Tiling Tree
Implements the MIT Synthetic Neurobiology tiling tree method: recursively partition a problem space into non-overlapping, collectively exhaustive subsets until reaching actionable leaf ideas, then evaluate those leaves.
Core Concept
The method's power comes from MECE splits forcing exploration of unfamiliar territory. A split is only valid when you can state precisely what each branch excludes — if you can't, the criterion is too vague and branches will overlap.
Key insight from the source method: always look for the "third option" that falls outside an obvious binary split. The bloodstream-secretion approach to neural recording only emerged because "wired vs. wireless" was defined precisely enough to reveal it covered neither case.
When to Use
- "What are all the ways we could solve X?"
- "Apply the tiling tree method to Y"
- "Exhaustively map the solution space for Z"
- Any request for MECE decomposition of a problem domain
Setup
Requires orchestrating-agents skill to be installed. Load it first:
import sys
sys.path.insert(0, '/mnt/skills/user/orchestrating-agents/scripts')

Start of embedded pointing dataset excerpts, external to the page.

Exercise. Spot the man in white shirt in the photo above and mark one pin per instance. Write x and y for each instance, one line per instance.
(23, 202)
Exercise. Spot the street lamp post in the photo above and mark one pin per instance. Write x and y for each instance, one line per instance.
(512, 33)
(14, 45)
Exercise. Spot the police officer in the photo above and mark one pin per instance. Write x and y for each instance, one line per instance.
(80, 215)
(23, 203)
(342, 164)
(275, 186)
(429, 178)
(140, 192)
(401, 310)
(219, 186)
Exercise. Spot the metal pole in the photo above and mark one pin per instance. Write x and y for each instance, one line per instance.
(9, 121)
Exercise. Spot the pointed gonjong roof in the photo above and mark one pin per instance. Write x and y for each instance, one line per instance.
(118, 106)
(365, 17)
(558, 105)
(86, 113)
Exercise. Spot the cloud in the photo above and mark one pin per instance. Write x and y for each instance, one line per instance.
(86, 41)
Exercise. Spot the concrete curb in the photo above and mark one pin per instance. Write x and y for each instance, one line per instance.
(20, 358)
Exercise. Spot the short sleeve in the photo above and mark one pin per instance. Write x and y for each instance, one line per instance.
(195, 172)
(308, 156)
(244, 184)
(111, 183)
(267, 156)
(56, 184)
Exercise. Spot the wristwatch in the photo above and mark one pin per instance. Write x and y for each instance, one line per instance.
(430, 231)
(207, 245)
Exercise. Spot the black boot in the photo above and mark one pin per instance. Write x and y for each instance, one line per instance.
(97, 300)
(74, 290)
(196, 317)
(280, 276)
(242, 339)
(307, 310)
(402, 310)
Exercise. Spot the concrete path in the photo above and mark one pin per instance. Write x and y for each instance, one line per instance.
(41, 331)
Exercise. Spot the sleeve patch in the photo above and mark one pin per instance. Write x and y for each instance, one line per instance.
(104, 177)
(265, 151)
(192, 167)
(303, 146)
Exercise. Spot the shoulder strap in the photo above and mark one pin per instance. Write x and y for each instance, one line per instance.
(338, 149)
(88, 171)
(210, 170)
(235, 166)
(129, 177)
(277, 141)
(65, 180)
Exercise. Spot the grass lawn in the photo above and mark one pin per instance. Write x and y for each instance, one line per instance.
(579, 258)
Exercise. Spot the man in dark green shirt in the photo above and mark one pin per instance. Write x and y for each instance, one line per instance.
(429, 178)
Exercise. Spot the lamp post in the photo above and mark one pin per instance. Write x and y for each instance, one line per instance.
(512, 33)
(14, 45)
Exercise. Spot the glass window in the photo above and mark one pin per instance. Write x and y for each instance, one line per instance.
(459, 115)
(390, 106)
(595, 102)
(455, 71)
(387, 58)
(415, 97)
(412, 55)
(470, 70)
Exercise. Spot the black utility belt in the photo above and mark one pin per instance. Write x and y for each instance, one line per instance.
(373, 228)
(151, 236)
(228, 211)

from claude_client import invoke_claude, invoke_parallel, parse_json_response
Running the Tiling Tree
# Basic usage
python3 /mnt/skills/user/tiling-tree/scripts/tiling_tree.py "Your problem here"
# With options
python3 /mnt/skills/user/tiling-tree/scripts/tiling_tree.py \
"How can we record neural activity?" \
--depth 3 \
--criteria "impact,novelty,feasibility" \
--output /mnt/user-data/outputs/neural_recording_tree.md
Parameters
| Parameter | Default | Notes |
|---|---|---|
problem | required | Natural language problem statement |
--depth | 2 | Max recursion depth. Depth 2 ≈ 16 leaves, depth 3 ≈ 64 leaves |
--criteria | impact,novelty,feasibility | Comma-separated evaluation dimensions |
--output | tiling_tree.md | Output markdown path |
Depth guidance: Start with depth 2 to validate the problem framing. Increase to 3 only when the domain genuinely warrants it — depth 3 generates ~64 leaves and ~40 API calls.
Architecture
- Orchestrator (this script): builds tree skeleton, dispatches parallel split jobs per level, merges results, detects gaps
- Branch agents (
invoke_parallel): each receives one node to split, returns MECE branches with explicit exclusion statements - Evaluator (
invoke_claude): single agent scores all leaves for cross-leaf consistency
Parallel splitting happens level-by-level (not node-by-node), so a depth-2 tree makes only 2 API round-trips for the splitting phase regardless of branching factor.
Output
A markdown file containing:
- Full tree diagram with split criteria and evaluation scores at leaves
- Ranked leaf table sorted by overall score
Interpreting Results
Good trees have:
- Split criteria that are definitions, not questions ("energy source type" not "is it renewable?")
- Leaf exclusions that confirm non-overlap
- A "surprising" branch — something you wouldn't have thought of without the tree
If all leaves feel obvious, the split criteria were too coarse. Redo the tree with more precise definitions at the branch level where it went flat.